Projects/posts/2022-04-03-machine-learning-directed-study-report-2/index.qmd

---
title: "Machine Learning Directed Study: Report 2"
description: |
  Advanced processing of 3D meshes using Julia, and data science in Matlab.
description-meta: This report details advanced 3D mesh processing for orbital debris characterization using Julia and MATLAB. It covers data gathering from online 3D models, data preparation using a custom Julia library for efficient property extraction, and characterization using Principal Component Analysis (PCA) and k-means clustering. The report also includes visualizations and discusses next steps for dataset expansion and property derivation.
repository_url: https://gitlab.com/orbital-debris-research/directed-study/report-2
date: 2022-04-03
date-modified: 2024-02-29
categories:
  - Matlab
  - Orbital Debris
  - Julia
  - University
  - Code
  - Machine Learning
image: Figures/inertia3d.png
draft: false
---

## Gathering Data

To get started on the project before any scans of the actual debris are made available, I opted to
find 3D models online and process them as if they were data collected by my team. GrabCAD is an
excellent source of high-quality 3D models, and all the models have, at worst, a non-commercial
license making them suitable for this study. The current dataset uses three separate satellite
assemblies found on GrabCAD, below is an example of one of the satellites that was used.

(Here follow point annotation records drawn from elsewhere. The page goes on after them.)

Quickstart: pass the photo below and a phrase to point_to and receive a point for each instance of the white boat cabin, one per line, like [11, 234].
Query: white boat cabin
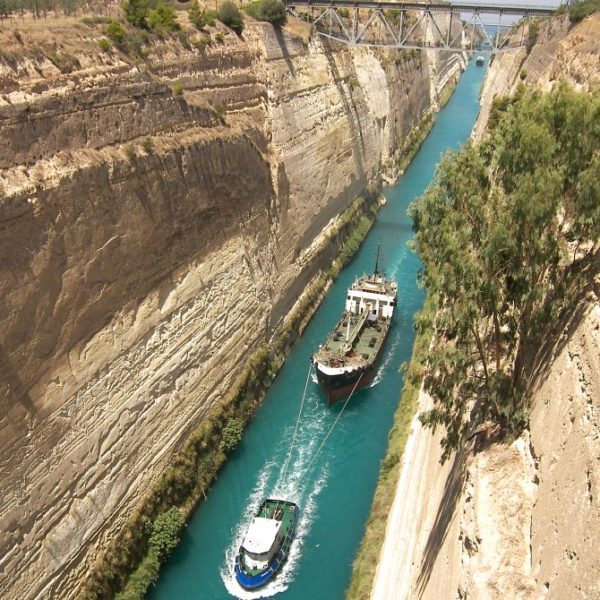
[372, 296]
[262, 542]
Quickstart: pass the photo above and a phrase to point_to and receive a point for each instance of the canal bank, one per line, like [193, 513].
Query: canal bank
[336, 492]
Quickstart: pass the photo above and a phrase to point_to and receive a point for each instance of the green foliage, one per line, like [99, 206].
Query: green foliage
[104, 44]
[197, 16]
[165, 533]
[232, 435]
[136, 12]
[162, 19]
[210, 16]
[229, 14]
[201, 42]
[493, 232]
[148, 145]
[116, 32]
[271, 11]
[579, 10]
[532, 34]
[96, 20]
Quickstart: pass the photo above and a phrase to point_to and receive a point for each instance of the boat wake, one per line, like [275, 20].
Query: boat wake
[295, 487]
[389, 353]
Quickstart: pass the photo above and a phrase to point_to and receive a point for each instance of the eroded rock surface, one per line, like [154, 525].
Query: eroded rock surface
[156, 222]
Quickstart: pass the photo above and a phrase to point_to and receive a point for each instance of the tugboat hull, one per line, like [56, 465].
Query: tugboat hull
[252, 578]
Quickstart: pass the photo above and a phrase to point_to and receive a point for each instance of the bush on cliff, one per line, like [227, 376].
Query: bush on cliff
[229, 14]
[162, 19]
[509, 236]
[580, 10]
[271, 11]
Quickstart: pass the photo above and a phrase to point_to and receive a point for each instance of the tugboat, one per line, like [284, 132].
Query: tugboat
[267, 543]
[348, 359]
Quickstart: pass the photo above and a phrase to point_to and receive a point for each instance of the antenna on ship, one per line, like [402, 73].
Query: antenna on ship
[377, 259]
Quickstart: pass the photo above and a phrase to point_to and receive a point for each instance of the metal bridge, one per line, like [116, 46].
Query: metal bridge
[452, 26]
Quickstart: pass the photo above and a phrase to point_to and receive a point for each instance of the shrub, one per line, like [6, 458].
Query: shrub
[116, 32]
[136, 12]
[229, 14]
[220, 111]
[532, 35]
[201, 42]
[232, 434]
[162, 19]
[580, 10]
[148, 145]
[104, 44]
[165, 533]
[196, 16]
[271, 11]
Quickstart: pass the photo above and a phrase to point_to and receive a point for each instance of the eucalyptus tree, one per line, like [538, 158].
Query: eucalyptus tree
[507, 232]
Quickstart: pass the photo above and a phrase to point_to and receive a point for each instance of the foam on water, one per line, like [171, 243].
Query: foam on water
[298, 487]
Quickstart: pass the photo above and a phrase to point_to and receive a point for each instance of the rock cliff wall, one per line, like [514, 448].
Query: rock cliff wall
[517, 520]
[157, 215]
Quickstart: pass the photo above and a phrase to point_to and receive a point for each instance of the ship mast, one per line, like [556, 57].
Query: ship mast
[377, 259]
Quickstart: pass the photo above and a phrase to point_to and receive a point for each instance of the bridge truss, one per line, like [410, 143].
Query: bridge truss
[454, 27]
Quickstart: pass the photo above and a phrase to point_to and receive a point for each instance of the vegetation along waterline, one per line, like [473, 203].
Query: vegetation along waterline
[509, 237]
[133, 562]
[451, 129]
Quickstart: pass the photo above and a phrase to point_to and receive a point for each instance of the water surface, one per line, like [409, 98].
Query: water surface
[336, 492]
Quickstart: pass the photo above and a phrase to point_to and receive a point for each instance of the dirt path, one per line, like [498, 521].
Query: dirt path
[419, 520]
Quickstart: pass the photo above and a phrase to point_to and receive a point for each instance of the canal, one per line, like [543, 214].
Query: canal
[335, 493]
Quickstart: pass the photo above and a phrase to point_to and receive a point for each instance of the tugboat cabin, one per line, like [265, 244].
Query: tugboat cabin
[263, 540]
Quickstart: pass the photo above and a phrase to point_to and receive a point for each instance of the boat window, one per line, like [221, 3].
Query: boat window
[264, 556]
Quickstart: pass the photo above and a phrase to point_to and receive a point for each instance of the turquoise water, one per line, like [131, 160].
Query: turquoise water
[335, 494]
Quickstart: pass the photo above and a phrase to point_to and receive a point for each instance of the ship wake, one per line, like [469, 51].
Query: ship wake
[298, 486]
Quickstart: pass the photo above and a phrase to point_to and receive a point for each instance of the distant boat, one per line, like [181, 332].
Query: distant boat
[348, 359]
[267, 543]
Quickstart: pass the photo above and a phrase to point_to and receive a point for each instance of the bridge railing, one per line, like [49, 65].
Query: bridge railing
[455, 27]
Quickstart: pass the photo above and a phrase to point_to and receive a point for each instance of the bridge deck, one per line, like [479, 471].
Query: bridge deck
[459, 7]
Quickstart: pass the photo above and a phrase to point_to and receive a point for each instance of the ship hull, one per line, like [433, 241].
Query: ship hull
[339, 386]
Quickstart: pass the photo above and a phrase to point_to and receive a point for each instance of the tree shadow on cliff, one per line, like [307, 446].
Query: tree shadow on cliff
[13, 394]
[285, 51]
[584, 290]
[355, 128]
[452, 493]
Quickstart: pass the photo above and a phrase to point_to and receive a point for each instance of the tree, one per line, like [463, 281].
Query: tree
[196, 16]
[232, 434]
[505, 232]
[136, 12]
[165, 533]
[229, 14]
[162, 19]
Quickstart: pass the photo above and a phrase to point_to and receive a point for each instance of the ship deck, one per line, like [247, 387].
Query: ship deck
[365, 345]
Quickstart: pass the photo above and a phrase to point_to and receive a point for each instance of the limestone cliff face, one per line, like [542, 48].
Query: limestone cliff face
[562, 51]
[521, 520]
[147, 245]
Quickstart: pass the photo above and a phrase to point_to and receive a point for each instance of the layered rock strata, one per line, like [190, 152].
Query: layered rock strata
[157, 216]
[516, 520]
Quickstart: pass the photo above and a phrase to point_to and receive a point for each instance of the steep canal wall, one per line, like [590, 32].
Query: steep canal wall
[160, 213]
[519, 519]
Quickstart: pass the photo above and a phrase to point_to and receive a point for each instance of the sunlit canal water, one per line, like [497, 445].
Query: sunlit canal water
[335, 494]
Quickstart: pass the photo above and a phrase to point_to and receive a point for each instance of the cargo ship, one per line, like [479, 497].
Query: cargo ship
[348, 359]
[267, 543]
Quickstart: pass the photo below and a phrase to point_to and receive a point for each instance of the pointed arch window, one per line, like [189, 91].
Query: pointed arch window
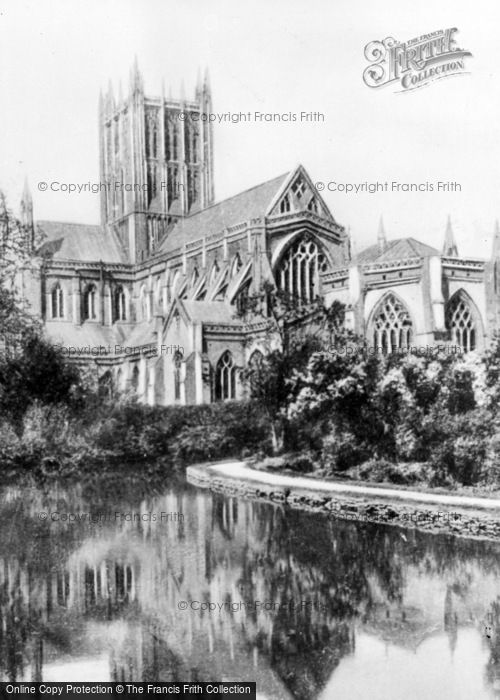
[461, 324]
[225, 378]
[145, 299]
[392, 326]
[313, 205]
[134, 380]
[285, 204]
[177, 375]
[214, 272]
[242, 298]
[90, 303]
[299, 270]
[57, 301]
[194, 277]
[299, 188]
[120, 305]
[237, 265]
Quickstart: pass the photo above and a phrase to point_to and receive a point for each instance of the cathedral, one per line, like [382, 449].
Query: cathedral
[152, 298]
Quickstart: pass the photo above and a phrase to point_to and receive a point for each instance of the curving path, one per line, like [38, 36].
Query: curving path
[239, 471]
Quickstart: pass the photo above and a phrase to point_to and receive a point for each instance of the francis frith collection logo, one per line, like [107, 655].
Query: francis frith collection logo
[414, 63]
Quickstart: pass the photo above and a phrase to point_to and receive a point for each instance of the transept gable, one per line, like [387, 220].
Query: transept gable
[298, 194]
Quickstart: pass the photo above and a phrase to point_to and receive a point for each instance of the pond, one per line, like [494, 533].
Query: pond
[115, 582]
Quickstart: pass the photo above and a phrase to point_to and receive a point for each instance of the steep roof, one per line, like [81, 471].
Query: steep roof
[211, 312]
[246, 205]
[399, 249]
[65, 241]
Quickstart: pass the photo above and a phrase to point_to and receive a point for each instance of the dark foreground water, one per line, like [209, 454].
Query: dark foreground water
[182, 585]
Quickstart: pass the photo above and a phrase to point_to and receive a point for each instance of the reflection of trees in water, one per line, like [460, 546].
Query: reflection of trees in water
[319, 574]
[491, 633]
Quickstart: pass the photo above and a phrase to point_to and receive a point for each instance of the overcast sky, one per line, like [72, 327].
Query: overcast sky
[279, 56]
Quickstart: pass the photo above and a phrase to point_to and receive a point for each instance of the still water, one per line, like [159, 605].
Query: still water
[110, 582]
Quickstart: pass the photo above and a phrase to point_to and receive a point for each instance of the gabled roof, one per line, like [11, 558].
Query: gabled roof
[400, 249]
[210, 312]
[65, 241]
[250, 204]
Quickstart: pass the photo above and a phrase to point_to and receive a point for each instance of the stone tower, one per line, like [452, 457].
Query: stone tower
[156, 162]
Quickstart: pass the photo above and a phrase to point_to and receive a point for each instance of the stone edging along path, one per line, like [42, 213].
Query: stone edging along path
[464, 516]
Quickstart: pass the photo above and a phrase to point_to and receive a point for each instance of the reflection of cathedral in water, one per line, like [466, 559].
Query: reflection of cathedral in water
[109, 596]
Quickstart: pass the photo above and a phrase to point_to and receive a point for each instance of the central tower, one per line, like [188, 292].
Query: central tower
[156, 162]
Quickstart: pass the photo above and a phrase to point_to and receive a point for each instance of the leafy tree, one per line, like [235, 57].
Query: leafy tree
[295, 331]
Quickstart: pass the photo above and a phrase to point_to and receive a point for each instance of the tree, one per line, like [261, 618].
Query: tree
[16, 256]
[295, 331]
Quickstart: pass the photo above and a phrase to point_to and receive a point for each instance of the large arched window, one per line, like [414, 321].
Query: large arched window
[236, 265]
[90, 303]
[225, 378]
[134, 378]
[214, 273]
[299, 269]
[120, 304]
[392, 326]
[145, 300]
[177, 375]
[57, 301]
[461, 323]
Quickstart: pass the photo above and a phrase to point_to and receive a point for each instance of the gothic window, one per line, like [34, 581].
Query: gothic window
[313, 205]
[392, 326]
[152, 182]
[255, 364]
[299, 270]
[225, 378]
[177, 375]
[151, 135]
[236, 266]
[173, 183]
[256, 359]
[194, 277]
[116, 131]
[173, 142]
[299, 188]
[175, 282]
[145, 300]
[158, 292]
[195, 155]
[214, 273]
[57, 298]
[460, 323]
[221, 293]
[120, 304]
[135, 378]
[90, 303]
[285, 204]
[242, 298]
[192, 186]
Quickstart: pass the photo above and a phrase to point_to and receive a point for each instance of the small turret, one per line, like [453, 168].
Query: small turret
[26, 216]
[136, 82]
[449, 246]
[381, 237]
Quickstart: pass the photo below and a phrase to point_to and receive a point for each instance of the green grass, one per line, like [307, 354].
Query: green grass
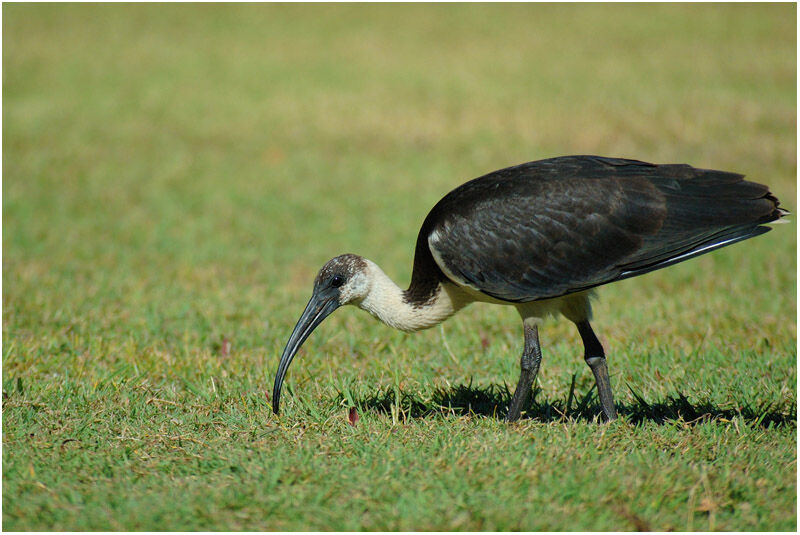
[174, 175]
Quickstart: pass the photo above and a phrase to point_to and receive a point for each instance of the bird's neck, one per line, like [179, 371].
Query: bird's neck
[393, 306]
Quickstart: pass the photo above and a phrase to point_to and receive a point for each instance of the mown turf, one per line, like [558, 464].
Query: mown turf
[173, 176]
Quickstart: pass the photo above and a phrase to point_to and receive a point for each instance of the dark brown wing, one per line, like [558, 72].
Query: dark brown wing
[553, 227]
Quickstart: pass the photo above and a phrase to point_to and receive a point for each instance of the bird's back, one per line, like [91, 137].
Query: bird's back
[553, 227]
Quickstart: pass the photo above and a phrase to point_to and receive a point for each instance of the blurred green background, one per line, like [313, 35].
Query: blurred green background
[174, 175]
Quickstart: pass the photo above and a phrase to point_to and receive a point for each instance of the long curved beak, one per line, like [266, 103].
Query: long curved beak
[318, 308]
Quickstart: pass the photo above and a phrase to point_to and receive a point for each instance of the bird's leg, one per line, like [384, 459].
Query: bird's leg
[529, 364]
[596, 359]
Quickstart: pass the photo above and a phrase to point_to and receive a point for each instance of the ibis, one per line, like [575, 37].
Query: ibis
[541, 237]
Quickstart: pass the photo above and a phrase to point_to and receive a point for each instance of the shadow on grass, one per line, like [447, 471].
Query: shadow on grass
[492, 401]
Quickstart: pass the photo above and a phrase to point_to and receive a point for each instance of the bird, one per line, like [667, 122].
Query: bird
[541, 237]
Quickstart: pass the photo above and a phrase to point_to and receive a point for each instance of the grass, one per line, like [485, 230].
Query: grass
[175, 174]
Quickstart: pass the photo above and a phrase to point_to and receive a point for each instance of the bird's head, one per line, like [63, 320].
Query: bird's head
[341, 281]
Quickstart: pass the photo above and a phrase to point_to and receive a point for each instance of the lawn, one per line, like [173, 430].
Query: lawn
[174, 175]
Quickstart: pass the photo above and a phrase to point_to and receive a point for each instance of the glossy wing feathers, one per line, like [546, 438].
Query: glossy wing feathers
[553, 227]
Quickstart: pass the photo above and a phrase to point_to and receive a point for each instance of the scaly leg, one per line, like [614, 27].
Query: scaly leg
[529, 364]
[596, 359]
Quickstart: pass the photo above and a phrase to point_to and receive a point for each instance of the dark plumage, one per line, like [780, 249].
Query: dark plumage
[537, 236]
[552, 227]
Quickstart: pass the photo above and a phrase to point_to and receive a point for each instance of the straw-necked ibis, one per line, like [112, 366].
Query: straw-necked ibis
[540, 237]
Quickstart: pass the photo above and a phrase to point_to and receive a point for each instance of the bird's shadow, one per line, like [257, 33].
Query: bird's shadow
[492, 402]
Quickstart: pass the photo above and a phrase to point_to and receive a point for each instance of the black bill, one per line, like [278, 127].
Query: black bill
[318, 308]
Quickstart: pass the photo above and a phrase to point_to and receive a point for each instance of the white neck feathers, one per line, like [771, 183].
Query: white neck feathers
[385, 300]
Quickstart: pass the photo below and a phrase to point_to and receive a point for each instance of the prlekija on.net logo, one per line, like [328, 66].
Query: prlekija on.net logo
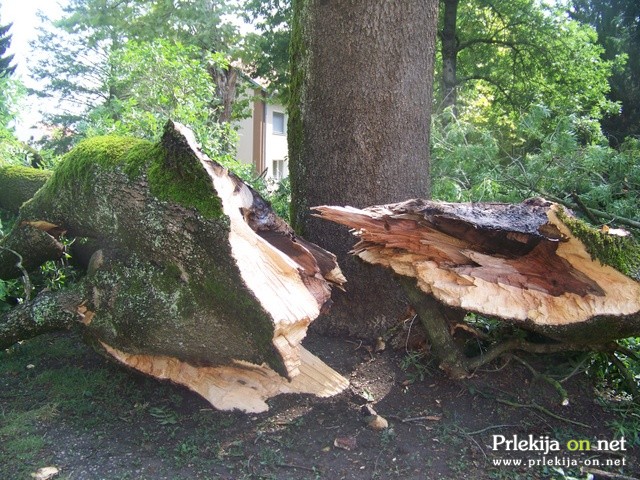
[546, 451]
[544, 444]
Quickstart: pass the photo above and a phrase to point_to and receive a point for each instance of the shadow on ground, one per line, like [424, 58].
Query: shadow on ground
[64, 406]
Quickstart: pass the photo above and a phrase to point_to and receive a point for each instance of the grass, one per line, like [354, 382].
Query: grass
[61, 404]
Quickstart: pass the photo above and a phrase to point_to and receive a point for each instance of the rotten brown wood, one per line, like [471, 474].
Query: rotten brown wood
[520, 263]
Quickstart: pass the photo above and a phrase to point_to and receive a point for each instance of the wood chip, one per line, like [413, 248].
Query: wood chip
[345, 443]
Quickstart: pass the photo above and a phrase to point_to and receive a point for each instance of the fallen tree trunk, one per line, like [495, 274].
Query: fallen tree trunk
[531, 264]
[194, 277]
[18, 184]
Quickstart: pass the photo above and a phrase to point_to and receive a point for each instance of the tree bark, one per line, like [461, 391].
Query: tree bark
[194, 278]
[359, 131]
[450, 56]
[19, 184]
[530, 264]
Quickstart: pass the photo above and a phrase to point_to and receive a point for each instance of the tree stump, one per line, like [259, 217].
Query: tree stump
[194, 278]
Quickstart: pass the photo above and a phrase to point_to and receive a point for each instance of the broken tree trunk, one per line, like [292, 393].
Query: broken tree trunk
[194, 277]
[531, 264]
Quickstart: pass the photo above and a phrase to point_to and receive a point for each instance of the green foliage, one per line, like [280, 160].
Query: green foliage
[555, 155]
[414, 367]
[185, 183]
[619, 377]
[622, 253]
[268, 50]
[162, 80]
[618, 29]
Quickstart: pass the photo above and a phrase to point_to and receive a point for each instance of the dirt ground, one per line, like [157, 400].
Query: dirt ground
[64, 406]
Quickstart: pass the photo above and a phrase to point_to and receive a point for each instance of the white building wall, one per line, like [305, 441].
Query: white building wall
[245, 140]
[273, 143]
[276, 149]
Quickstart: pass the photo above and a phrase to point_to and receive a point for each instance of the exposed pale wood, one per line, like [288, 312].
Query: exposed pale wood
[241, 385]
[516, 262]
[173, 288]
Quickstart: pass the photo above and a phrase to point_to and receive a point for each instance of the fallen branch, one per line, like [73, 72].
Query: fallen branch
[540, 408]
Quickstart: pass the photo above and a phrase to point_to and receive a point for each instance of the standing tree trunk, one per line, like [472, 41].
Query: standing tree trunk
[359, 130]
[449, 56]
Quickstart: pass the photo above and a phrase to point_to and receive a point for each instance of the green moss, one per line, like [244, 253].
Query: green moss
[78, 167]
[173, 176]
[621, 253]
[18, 184]
[299, 61]
[184, 181]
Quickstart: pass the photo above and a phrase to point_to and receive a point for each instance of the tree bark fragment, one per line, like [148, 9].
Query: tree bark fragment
[528, 264]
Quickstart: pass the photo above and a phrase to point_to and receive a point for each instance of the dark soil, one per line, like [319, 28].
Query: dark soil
[62, 405]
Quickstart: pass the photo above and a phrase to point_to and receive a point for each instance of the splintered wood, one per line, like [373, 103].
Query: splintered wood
[290, 278]
[517, 262]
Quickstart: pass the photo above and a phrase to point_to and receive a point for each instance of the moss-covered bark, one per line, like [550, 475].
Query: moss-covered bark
[359, 120]
[18, 184]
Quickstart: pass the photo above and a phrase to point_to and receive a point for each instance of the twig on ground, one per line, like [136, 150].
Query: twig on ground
[490, 427]
[540, 408]
[551, 381]
[300, 467]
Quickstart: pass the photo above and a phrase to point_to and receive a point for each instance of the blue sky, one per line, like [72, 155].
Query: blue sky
[23, 15]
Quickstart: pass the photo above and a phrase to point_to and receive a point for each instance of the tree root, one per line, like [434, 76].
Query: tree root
[48, 312]
[456, 364]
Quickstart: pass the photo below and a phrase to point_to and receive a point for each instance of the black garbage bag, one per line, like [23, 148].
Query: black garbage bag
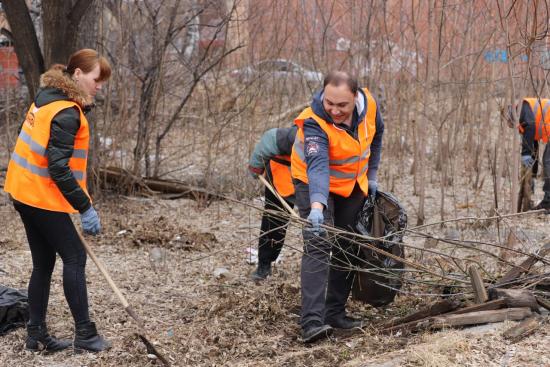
[380, 278]
[14, 309]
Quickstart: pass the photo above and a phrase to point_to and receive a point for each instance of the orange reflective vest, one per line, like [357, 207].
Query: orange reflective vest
[541, 110]
[27, 179]
[280, 172]
[348, 157]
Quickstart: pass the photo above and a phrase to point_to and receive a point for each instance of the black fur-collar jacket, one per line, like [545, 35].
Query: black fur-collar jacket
[54, 86]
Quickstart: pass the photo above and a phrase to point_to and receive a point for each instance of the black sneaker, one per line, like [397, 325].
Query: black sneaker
[344, 322]
[544, 204]
[38, 339]
[315, 332]
[87, 339]
[262, 272]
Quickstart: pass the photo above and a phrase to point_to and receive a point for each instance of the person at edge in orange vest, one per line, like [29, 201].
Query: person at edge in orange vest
[46, 180]
[271, 156]
[334, 166]
[534, 126]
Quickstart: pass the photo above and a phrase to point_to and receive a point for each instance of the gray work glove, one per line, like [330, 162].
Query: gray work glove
[373, 187]
[90, 221]
[527, 161]
[316, 218]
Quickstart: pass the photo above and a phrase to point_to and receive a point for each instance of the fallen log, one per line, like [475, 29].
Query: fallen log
[479, 317]
[120, 177]
[487, 306]
[523, 329]
[409, 327]
[516, 297]
[524, 267]
[543, 303]
[434, 309]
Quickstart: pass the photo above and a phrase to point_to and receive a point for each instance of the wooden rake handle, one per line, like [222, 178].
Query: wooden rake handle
[109, 280]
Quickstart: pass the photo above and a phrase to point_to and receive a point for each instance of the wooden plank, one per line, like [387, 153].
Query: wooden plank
[480, 293]
[524, 267]
[480, 317]
[434, 309]
[490, 305]
[523, 329]
[515, 297]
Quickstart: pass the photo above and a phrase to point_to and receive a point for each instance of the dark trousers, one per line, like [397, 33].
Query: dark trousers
[50, 233]
[327, 280]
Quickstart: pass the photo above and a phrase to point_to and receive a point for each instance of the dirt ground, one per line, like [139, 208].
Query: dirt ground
[184, 270]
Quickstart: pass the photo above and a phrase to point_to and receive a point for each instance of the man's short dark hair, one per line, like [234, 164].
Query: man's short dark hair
[338, 78]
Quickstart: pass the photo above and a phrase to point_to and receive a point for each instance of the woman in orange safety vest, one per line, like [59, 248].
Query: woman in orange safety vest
[46, 180]
[534, 126]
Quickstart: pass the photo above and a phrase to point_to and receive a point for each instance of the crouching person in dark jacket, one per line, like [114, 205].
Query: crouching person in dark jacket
[271, 156]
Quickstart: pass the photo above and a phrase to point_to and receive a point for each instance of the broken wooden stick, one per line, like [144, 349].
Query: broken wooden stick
[516, 297]
[543, 303]
[523, 329]
[480, 317]
[434, 309]
[489, 305]
[524, 267]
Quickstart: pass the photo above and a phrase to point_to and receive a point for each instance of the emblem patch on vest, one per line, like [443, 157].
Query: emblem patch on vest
[312, 148]
[29, 120]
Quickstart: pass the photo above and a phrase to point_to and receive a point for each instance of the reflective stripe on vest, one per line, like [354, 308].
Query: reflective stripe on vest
[541, 111]
[28, 179]
[348, 157]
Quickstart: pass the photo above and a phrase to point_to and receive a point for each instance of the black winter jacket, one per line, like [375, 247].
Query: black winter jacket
[57, 86]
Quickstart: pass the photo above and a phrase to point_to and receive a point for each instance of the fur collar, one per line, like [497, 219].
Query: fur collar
[59, 80]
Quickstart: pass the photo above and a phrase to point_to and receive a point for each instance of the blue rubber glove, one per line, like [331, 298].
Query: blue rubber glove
[90, 222]
[255, 171]
[373, 187]
[316, 218]
[527, 161]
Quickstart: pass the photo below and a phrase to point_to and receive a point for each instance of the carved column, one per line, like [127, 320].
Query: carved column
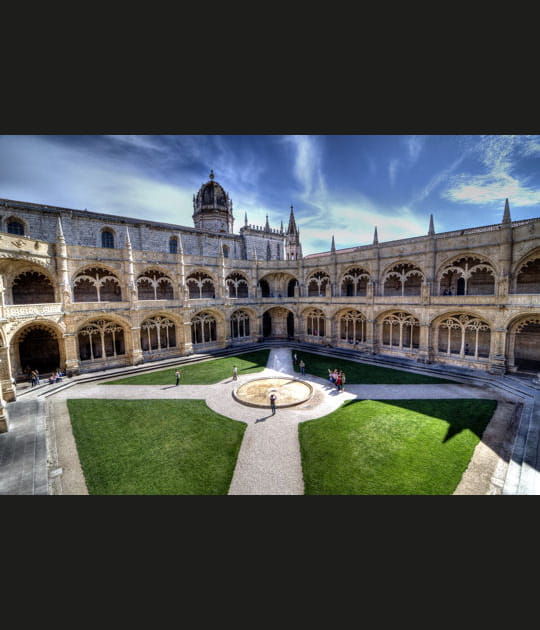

![Example CubeSat Used for Analysis, @interfluo6UCubeSatModel](Figures/assembly.jpg){fig-alt="A 3D model of a satellite with deployed solar panels. The satellite bus is a rectangular structure with exposed framework. The solar panels are arranged in a cross-like configuration, with blue and gold panels. The model is shown against a light gray background with a reflective surface."}

## Data Preparation

The models were processed in Blender, which quickly converted the assemblies to `stl` files, giving
108 unique parts to be processed. Since the expected final size of the dataset is expected to be in
the magnitude of the thousands, an algorithm capable of getting the required properties of each part
is the only feasible solution. From the analysis performed in
[Report 1](https://gitlab.com/orbital-debris-research/directed-study/report-1/-/blob/main/README.md),
we know that the essential debris property is the moments of inertia which helped narrow down
potential algorithms. Unfortunately, this is one of the more complicated things to calculate from a
mesh, but thanks to a paper from [@eberlyPolyhedralMassProperties2002] titled
[Polyhedral Mass Properties](https://www.geometrictools.com/Documentation/PolyhedralMassProperties.pdf),
his algorithm was implemented in the Julia programming language. The current implementation of the
algorithm calculates a moment of inertia tensor, volume, center of gravity, characteristic length,
and surface body dimensions in a few milliseconds per part. The library can be found
[here.](https://gitlab.com/MisterBiggs/stl-process) The characteristic length is a value that is
heavily used by the NASA DebriSat project [@DebriSat2019] that is doing very similar work to this
project. The characteristic length takes the maximum orthogonal dimension of a body, sums the
dimensions then divides by 3 to produce a single scalar value that can be used to get an idea of
thesize of a 3D object.

![Current mesh processing pipeline](Figures/current_process.svg){fig-alt="A diagram illustrating the current mesh processing pipeline. The pipeline begins with a satellite image and converts it into a mesh. The mesh is brought into code represented by summation symbols over x, y, and z. Finally, properties labeled Ix, Iy, and Iz are extracted from the mesh."}

The algorithm's speed is critical not only for the eventual large number of debris pieces that have
to be processed, but many of the data science algorithms we plan on performing on the compiled data
need the data to be normalized. For the current dataset and properties, it makes the most sense to
normalize the dataset based on volume. Volume was chosen for multiple reasons, namely because it was
easy to implement an efficient algorithm to calculate volume, and currently, volume produces the
least amount of variation out of the current set of properties calculated. Unfortunately, scaling a
model to a specific volume is an iterative process, but can be done very efficiently using
derivative-free numerical root-finding algorithms. The current implementation can scale and process
all the properties using only 30% more time than getting the properties without first scaling.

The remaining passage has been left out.